Although the timing and even the legality of the KC-X acquisition process remains uncertain, both competitors vying for the roughly $35 billion contract have submitted their last updates to proposals for the US Air Force tanker replacement contract.
The final proposal revisions submitted on 10 February should mark the last major step before contract award, although USAF officials have declined to specify the timing. Boeing and EADS North America executives, however, expect the USAF to make a final down-select in February.
But signing a contract could still prove difficult for two reasons.
First, a critical shipping error committed by the USAF in November sent evaluation assessments to the wrong bidders. That blunder has prompted calls by Boeing's supporters in Congress for an investigation by the inspector general, which may prolong the timing of contract award.
Meanwhile, a political stalemate over the fiscal year 2011 federal budget means the USAF may be prevented from awarding a contract to either company until the appropriations bill is passed.
Todd Harrison, a senior fellow at the Centre for Strategic and Budgetary Assessments, believes the USAF may announce a winning bidder, but signing a contract that launches the development programme may be delayed until the FY2011 budget is approved.
The final proposal revisions allowed both companies perhaps one final opportunity to rattle their competitor.
EADS issued a press statement ridiculing Boeing's proposed KC-767 NewGen Tanker as a "concept", rather than a proven aircraft.

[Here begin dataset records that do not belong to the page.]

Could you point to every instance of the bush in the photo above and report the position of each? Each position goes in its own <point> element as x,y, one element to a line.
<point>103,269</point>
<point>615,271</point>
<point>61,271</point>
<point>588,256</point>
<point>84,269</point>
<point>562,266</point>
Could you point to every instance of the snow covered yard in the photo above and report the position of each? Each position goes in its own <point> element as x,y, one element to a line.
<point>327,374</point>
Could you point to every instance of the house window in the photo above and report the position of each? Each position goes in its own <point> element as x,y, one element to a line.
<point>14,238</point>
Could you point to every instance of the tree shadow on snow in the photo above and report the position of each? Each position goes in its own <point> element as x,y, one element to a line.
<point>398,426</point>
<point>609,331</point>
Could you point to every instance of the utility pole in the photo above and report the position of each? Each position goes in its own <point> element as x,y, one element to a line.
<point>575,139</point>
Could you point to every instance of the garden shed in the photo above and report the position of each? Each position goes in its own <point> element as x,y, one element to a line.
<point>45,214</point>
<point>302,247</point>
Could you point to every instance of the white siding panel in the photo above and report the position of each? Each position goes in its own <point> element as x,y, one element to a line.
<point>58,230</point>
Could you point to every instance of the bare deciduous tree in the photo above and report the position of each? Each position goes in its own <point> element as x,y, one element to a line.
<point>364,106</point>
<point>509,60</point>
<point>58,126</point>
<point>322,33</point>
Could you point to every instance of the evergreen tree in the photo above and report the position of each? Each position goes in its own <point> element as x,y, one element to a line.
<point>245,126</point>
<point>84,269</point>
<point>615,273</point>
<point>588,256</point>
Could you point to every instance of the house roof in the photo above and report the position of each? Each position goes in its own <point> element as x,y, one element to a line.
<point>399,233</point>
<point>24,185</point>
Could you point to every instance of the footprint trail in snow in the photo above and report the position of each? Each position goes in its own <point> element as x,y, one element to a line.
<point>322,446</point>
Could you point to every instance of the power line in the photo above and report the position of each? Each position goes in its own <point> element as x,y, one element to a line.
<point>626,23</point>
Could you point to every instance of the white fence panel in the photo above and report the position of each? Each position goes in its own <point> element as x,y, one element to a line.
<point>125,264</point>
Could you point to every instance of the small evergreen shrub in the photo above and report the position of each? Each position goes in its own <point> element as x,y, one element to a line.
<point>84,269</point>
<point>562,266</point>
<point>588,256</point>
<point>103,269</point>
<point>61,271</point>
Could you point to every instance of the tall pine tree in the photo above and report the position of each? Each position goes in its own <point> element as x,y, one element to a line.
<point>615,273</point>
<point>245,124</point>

By contrast, EADS also claims that the KC-45, which is based on the Airbus A330 multi-role tanker transport, offers a 15-44% saving on operating costs with greater fuel efficiency.
Boeing's statement, however, described the tanker replacement decision as a matter of national security.
"This decision is critical to America's national security and its manufacturing base," Boeing chief executive Jim McNerney said. Boeing also described their tanker as the cheaper option that would save "$36 billion in life-cycle costs compared with the competitor's aircraft".